Mystery threat astounds Snow
By HUGH KEARNEY
COUNTRY music-loving pensioner Snow Foster is at a loss as to why anyone would send him an offensive and threatening letter.
Snow, whose tale of bad luck with a planned trip to the 2004 Tamworth country music festival was recalled in the Daily News last week, has been shocked and shaken by the contents of the letter delivered to his Bilambil Heights home.
When the 73-year-old widower opened his mail he couldn't believe what he saw.
Inside the envelope, Snow found a cutting of his story from the Daily News with threatening remarks written on it, including "We'll get you" and "Never ever" printed under the story heading "Tamworth not on for Snow".
"I don't know why anyone would do this, I just don't understand," Snow said.
"There is nobody in the whole wide world I can think of would send something in the mail to me like that.
"I've never done anything to hurt anyone, I am an honest man trying to live a peaceful life here in the hills," he said.
"I am very, very upset.
Snow has suffered several bouts of poor health since his wife of 49 years, Betty, died in July 2000. And just before the planned trip to Tamworth last year, his son Alan was involved in a serious car accident in Snow's car.

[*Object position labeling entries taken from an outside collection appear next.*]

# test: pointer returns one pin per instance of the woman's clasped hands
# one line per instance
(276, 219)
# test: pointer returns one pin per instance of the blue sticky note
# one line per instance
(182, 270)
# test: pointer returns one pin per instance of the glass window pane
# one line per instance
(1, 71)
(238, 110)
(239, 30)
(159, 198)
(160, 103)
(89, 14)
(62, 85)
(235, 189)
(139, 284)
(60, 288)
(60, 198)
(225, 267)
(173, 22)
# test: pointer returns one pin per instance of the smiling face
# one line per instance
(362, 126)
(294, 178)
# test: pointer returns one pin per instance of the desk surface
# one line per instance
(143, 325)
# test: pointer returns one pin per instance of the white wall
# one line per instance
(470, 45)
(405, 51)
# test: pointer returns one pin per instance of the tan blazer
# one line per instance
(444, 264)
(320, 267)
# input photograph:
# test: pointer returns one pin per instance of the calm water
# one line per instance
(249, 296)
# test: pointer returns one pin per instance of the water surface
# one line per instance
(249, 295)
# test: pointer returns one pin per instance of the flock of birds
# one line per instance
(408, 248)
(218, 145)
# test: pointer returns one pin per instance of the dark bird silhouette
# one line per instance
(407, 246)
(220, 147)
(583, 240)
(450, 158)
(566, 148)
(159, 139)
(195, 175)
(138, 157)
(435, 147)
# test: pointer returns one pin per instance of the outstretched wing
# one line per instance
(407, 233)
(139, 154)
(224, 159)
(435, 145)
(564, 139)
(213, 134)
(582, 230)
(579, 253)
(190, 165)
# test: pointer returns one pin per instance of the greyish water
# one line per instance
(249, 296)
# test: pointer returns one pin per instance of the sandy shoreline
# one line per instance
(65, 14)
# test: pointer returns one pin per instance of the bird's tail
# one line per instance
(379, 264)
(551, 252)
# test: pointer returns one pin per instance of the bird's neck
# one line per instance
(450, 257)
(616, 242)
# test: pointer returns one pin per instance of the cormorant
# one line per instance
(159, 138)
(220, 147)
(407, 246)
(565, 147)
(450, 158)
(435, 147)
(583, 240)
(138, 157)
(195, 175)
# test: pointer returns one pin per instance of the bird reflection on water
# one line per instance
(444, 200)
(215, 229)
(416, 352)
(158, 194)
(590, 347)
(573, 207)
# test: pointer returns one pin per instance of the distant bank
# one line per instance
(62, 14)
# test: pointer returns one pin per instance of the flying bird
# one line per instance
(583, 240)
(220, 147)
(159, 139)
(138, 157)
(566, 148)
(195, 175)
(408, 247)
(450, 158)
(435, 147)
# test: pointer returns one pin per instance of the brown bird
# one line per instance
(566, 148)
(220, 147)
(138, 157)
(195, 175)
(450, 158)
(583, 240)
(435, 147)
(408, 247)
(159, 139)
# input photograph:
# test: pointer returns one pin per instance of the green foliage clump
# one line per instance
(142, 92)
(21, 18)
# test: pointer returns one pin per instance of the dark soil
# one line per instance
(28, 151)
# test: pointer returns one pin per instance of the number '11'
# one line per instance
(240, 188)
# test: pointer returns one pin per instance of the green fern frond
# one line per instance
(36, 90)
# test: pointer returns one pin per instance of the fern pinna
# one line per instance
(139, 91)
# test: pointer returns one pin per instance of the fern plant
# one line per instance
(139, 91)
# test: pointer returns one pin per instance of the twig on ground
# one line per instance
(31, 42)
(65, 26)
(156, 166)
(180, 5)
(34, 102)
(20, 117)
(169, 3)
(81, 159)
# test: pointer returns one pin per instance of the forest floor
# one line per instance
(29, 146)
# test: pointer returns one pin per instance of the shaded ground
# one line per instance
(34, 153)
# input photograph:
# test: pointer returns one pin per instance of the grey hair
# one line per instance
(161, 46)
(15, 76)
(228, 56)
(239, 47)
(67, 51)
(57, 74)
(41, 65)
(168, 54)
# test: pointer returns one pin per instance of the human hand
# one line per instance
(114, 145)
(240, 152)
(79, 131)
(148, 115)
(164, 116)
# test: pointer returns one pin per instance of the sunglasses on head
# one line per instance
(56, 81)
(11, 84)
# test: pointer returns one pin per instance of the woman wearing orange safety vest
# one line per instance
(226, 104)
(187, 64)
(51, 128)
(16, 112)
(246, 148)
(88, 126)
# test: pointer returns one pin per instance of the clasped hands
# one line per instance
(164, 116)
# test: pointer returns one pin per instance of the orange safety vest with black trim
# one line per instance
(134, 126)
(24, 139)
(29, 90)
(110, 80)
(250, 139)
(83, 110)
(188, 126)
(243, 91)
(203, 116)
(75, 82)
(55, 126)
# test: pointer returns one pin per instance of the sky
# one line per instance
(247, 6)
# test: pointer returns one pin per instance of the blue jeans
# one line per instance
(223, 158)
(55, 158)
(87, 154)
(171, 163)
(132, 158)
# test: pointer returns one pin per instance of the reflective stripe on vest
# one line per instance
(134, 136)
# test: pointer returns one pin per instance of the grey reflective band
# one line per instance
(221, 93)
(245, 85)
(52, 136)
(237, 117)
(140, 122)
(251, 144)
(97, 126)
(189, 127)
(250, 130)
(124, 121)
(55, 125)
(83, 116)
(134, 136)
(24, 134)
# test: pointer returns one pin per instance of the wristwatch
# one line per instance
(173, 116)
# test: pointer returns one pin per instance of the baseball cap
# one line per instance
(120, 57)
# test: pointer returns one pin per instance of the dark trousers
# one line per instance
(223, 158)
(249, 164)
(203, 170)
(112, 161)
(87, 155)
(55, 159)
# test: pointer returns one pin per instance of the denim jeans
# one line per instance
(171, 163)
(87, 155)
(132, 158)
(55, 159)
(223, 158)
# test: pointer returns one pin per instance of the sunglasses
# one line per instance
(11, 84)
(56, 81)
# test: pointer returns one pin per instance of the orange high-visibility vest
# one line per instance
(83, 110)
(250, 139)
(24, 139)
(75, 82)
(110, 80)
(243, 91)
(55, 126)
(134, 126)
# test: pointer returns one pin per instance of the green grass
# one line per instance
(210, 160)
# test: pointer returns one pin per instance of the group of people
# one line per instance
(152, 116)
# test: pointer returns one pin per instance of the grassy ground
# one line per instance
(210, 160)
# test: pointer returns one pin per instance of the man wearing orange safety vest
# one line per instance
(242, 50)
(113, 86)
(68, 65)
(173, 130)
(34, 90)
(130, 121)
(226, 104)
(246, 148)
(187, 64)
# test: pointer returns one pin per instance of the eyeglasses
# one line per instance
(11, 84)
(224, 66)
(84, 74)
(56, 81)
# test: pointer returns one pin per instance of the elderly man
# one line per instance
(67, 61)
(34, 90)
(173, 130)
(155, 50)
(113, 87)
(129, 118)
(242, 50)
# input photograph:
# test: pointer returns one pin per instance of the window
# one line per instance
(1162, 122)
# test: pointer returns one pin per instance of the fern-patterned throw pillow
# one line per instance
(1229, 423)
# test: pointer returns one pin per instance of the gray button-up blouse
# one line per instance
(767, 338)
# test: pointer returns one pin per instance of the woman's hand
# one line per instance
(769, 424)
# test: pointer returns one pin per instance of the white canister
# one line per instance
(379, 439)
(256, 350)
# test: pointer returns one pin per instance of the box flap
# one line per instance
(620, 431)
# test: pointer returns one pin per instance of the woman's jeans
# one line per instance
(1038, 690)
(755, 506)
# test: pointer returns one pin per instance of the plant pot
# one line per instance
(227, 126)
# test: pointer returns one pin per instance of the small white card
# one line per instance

Then, the disappointment of the crash which put an end to that trip was magnified by the realisation that an insurance claim would not be worth the trouble because of the policy excess.
To make matters worse, Snow said he missed out on the refund of his green slip insurance because he never received the registration plates back when he sold the damaged Commodore.
"If it wasn't so tragic, it would make a good country song," he said with the hint of a grin.
He has reported the letter to police.
A spokesperson for Australia Post said it was a Federal offence to send a threatening letter through the post, which carried a penalty of up to two years jail.
The matter will also be investigated by Australia Post.